One obvious tell that DeSantis doesn’t actually care about Disney’s legal status is that his pretext for punishing the firm has changed. On Friday, he cited Disney’s special legal autonomy. The day before, the “special treatment” was a bill regulating social media that exempted theme-park operators.
Another tell is that the latter bill was signed into law by DeSantis with specific input from his staff, as the Tampa Bay Times reports. If Disney’s legislative clout is leading to outrageous favoritism, voters should be furious with DeSantis.
DeSantis is barely making any effort to hide his intentions. As he tells Fox News, “Six months ago, it would have been unthinkable” that Florida Republican legislators “would be willing to reevaluate those special privileges.” It’s almost as if the special privileges have nothing to do with the reason Republicans are looking to punish Disney! Perhaps there is something Disney can put in DeSantis’s hand that would make the thing in his other hand go away.
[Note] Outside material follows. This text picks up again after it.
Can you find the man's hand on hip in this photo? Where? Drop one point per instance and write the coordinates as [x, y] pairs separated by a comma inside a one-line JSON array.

What’s relevant to this threat is neither the merits of DeSantis’s school regulations nor of Disney’s status in Florida. Even if you think DeSantis’s “Don’t Say Gay” bill is wonderful and Disney’s legal status is awful, the governor’s thuggish linkage of the two ought to terrify you.
DeSantis is trying to establish an understanding that major corporations can expect favorable treatment from the government as long as they play along with the ruling party’s political agenda. They are allowed — nay, encouraged — to get involved in politics on the condition that they take the correct position. But should they take the wrong position, they will find themselves under legal scrutiny. Suddenly, the regulatory noose will tighten.
This is the method Donald Trump used to intimidate firms with employees who gave him a hard time. Amazon lost a lucrative Pentagon contract in retribution for Jeff Bezos’s ownership of the Washington Post, and Trump attempted to block a merger by CNN’s parent company to finish the network.
This is also a method that Trump’s favorite dictators — like Viktor Orbán and Vladimir Putin — use to control the political debate in their countries. DeSantis spokesperson Christina Pushaw has fired off more than a dozen tweets celebrating Orbán’s victory in Hungary and ridiculing the idea that his regime is repressive or dangerous in any way. When American conservatives tell us Orbán’s version of competitive authoritarianism is the form of government they aspire to, then show us what it would look like in practice, we’d best believe them.